Joerg Burger’s meticulous and mesmerising study of the Vienna Museum of Natural History is itself a work of natural history, in that it studies its core subject from a number of methodological angles. In one level, it simply puts the displays on display via some exquisitely composed, high-resolution photography that drinks in the rooms, both public and private, where the many collections dwell; vitrine after vitrine, drawer upon drawer, archive boxes until the end of time, with beetles, geological samples, taxidermied birds and botanical samples, each one lovingly tagged and sorted.
That said, the fact that the archive is only maybe 10% digitised and indexed means that the staff clock up kilometres’ worth of walking every day as they search for requested items: as such this is also a study of information science at a point of crisis.
We explore, too, the ethics of museums such as this, founded by wealthy collectors and royalty who plundered colonies and newly discovered lands in the name of science but also for glory. Reparations are made, apologies issued. While gingerly assembling the remains of an elephant for display, a curator explains that this particular beast was killed as recently as the 1970s by one of his predecessors at the museum while on a safari holiday; the skin was shipped back for the collection but most of it rotted and what remains is largely synthetic.

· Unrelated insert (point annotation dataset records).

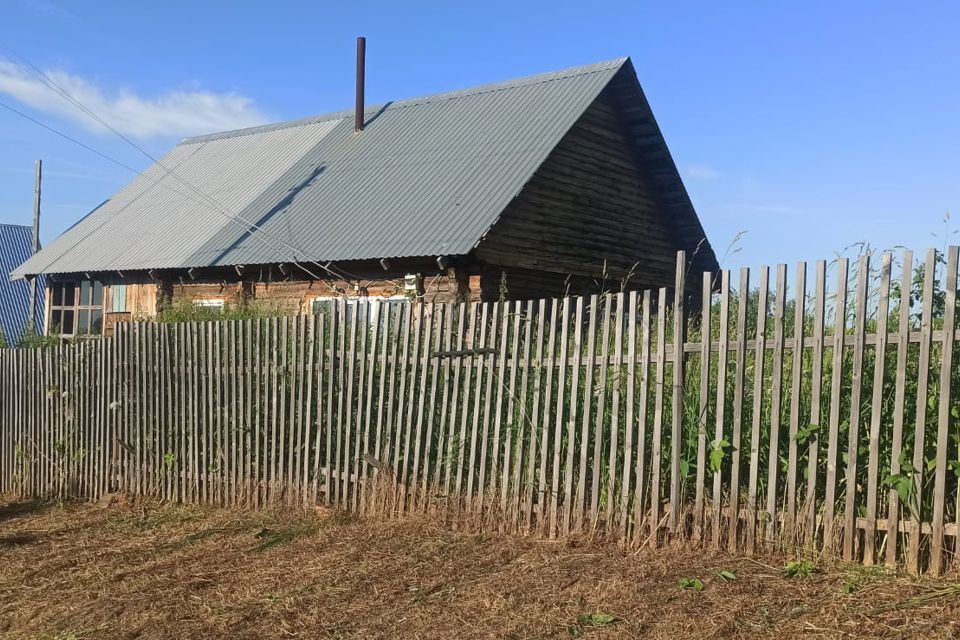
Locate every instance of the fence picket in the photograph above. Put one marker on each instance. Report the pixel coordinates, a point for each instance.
(920, 424)
(760, 357)
(590, 358)
(816, 384)
(938, 543)
(836, 383)
(853, 444)
(703, 417)
(656, 449)
(720, 415)
(776, 402)
(558, 428)
(738, 389)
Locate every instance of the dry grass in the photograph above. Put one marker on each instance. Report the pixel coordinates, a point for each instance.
(159, 571)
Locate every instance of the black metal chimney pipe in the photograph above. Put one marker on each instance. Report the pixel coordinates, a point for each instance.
(361, 64)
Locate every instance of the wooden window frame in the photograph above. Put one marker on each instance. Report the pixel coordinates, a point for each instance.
(80, 301)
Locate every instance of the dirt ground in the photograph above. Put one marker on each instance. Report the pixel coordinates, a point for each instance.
(165, 571)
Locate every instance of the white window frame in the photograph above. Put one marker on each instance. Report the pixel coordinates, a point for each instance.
(216, 303)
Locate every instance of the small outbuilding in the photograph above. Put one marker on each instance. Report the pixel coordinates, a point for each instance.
(16, 246)
(536, 187)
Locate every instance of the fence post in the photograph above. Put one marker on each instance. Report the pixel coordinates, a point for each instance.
(676, 414)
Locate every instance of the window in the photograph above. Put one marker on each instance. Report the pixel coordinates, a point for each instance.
(208, 304)
(76, 308)
(119, 292)
(326, 305)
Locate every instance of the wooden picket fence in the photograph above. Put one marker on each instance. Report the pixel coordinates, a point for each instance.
(804, 417)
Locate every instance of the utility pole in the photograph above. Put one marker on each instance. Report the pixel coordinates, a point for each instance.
(38, 175)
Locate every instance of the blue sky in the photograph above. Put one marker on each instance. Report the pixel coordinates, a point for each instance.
(810, 126)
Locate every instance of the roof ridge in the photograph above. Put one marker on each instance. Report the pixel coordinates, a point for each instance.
(513, 83)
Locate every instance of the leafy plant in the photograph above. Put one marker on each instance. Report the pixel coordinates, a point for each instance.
(691, 584)
(586, 620)
(717, 454)
(807, 434)
(799, 569)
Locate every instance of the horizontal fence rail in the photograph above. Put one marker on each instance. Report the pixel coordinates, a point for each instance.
(816, 410)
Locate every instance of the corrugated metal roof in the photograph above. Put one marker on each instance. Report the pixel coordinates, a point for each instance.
(15, 247)
(428, 176)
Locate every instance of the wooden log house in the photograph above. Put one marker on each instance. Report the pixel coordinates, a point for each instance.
(541, 186)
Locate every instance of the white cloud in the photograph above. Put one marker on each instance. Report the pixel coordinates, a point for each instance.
(702, 172)
(175, 113)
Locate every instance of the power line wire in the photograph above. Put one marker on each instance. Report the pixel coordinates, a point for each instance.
(51, 84)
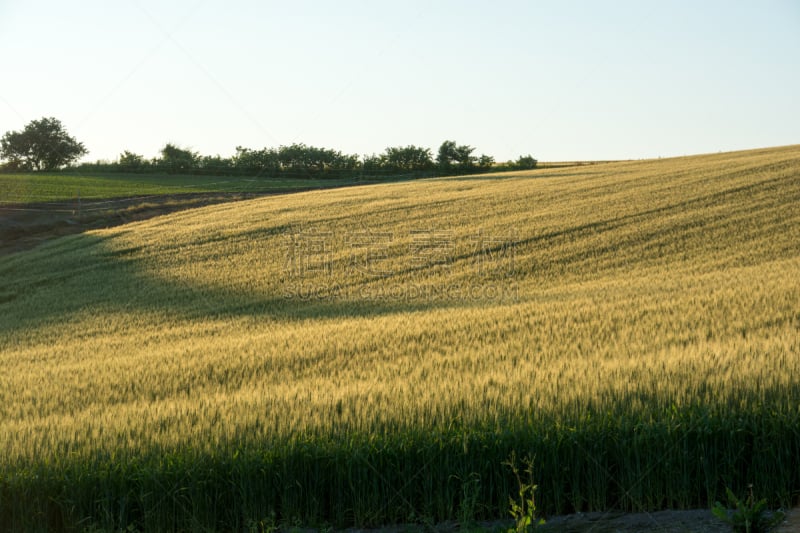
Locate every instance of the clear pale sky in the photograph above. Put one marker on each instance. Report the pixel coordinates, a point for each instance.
(559, 80)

Those who find watching crafters at work are in for a treat, with many soothing minutes devoted to the observation of the museum’s staff endlessly painting, sculpting, scanning and photographing objects. Surprisingly, quite a few of these artisans are volunteers, happy to give their time and expertise to Austrian society out of gratitude for their state benefits. Again, on a meta level the film itself is a work of painstaking crafting, seamlessly edited, fluent, thoughtful and immersive like a visit to the museum itself.
• Archive of the Future is on True Story from 7 March.